ムーンライト(2016, バリー・ジェンキンス監督)

ようやく観に行くことができた。予定が少しずれ込んだため上映時間に間に合わず、オープニングの10分を逃すという失敗をしたが、それでも劇場で観られて良かった。

本作は、マイアミの犯罪が多発する地域で生まれ、麻薬中毒の母の元で育つ黒人の少年シャロンが、過酷な環境を生き抜いていくプロセスを描いている。学校では壮絶ないじめにあい、家庭にも安心できる居場所がないシャロンの孤独な姿に、胸が押しつぶされそうになる。幼馴染のケヴィンは、喜びや楽しみのないシャロンの暮らしの中で、彼の心を動かす唯一とも言える存在だ。
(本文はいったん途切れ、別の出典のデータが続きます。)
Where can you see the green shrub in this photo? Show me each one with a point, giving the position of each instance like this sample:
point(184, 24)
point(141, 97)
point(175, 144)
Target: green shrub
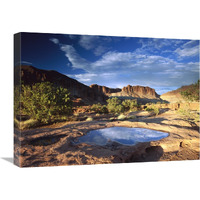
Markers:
point(152, 108)
point(121, 117)
point(98, 108)
point(43, 101)
point(188, 115)
point(114, 105)
point(89, 119)
point(191, 94)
シャロンがケヴィンの前で言ったことばが、頭から離れない。

泣きすぎて、自分が水滴になりそうだ。

本作は、ケヴィンを想い続けるシャロンの、複雑で、繊細で、一途な(そして実はシンプルな)愛の物語でもある。男性同士の暴力的なシーンや、性的なシーンなど、映像で表現するのはいろんな意味で大変だっただろうと思われる場面もたくさんあるのだが、全体としてとてつもなく美しくて切ない映画に仕上がっていると思う。もう一度観たい。忘れられない作品になりそうだ。